Count 2: Attempted murder: 10 years' imprisonment.
[2] The applicant was legally represented throughout the trial. This matter comes before this court with an automatic right to appeal. The current appeal is against both the convictions and sentences.
[3] At the time, the complainant stayed in the house of her aunt (Mrs T N). N was the first witness for the State. N testified that the appellant is the uncle of the complainant and that he had been staying with them for some time in an outside room.

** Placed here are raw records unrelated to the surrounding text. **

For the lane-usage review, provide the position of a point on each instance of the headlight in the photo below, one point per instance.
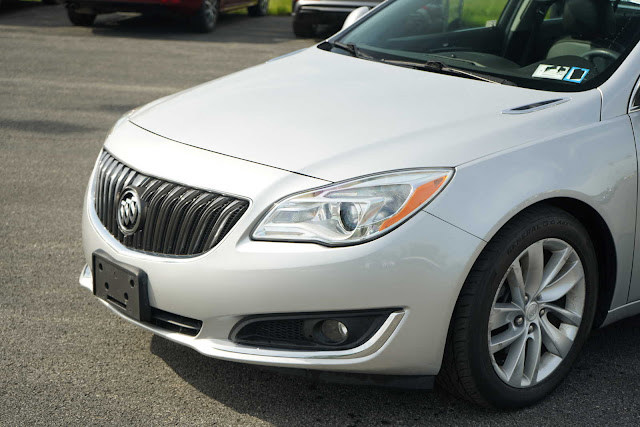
(353, 211)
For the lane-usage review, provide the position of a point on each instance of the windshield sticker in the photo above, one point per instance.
(576, 75)
(553, 72)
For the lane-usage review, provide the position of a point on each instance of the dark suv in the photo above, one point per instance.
(202, 13)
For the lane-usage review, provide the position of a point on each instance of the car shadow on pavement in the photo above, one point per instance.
(608, 364)
(237, 28)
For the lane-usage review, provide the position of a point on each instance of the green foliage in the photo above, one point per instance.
(279, 7)
(476, 13)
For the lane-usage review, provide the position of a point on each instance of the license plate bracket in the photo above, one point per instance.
(123, 286)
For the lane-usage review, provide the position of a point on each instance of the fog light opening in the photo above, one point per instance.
(333, 331)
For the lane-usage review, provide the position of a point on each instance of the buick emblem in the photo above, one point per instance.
(129, 211)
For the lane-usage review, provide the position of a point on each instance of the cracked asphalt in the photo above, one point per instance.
(65, 360)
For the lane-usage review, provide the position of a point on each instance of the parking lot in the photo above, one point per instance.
(64, 359)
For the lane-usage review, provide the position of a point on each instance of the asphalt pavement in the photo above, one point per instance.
(66, 360)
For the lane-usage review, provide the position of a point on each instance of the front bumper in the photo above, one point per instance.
(419, 267)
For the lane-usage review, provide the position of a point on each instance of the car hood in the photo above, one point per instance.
(335, 117)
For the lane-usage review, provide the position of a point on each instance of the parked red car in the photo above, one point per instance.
(202, 13)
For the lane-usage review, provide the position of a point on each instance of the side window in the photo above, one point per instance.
(555, 11)
(635, 104)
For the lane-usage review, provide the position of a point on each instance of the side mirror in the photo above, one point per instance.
(355, 15)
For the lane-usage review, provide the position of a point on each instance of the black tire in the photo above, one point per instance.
(205, 20)
(80, 19)
(467, 370)
(259, 9)
(302, 29)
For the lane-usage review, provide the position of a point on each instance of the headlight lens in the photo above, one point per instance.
(353, 211)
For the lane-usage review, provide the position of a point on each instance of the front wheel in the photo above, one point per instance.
(260, 9)
(524, 312)
(205, 20)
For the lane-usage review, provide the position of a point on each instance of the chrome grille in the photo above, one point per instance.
(178, 220)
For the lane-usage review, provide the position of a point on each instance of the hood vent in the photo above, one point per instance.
(536, 106)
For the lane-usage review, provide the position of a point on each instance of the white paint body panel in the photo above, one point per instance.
(317, 117)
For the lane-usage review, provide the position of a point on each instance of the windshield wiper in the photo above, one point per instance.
(441, 67)
(353, 50)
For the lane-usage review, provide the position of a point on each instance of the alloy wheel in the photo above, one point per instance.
(536, 313)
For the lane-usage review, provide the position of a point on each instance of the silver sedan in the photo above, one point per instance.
(453, 202)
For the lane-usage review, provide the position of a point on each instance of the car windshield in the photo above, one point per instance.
(558, 45)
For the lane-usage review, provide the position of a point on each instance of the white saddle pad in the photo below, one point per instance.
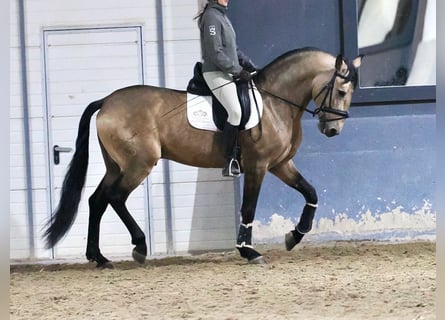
(200, 114)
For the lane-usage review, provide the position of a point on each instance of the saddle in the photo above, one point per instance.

[4] On 25 November 2010 the complainant was watching television with N and later indicated that she was going to sleep. N testified that at approximately 3H00 she heard a noise from the room of the complainant. When she entered the room she found the complainant on the floor with her panty around her ankles. The window was open. The complainant was dizzy and was unable to speak. She was taken to the clinic by N . On their arrival at the clinic the complainant started to bleed from her mouth. N testified that, when she managed to wake the victim up at the hospital, the victim immediately told her: " It is Sandile [the applicant] who did this to me". N also testified that the complainant had told her that she (the complainant) fought with the appellant and that the appellant bumped her against the wall and that he hit her with a metal pipe. N also observed semen on the legs of the complainant. N thereafter went to the Mamelodi East Police Station and reported the incident. The appellant was thereafter arrested.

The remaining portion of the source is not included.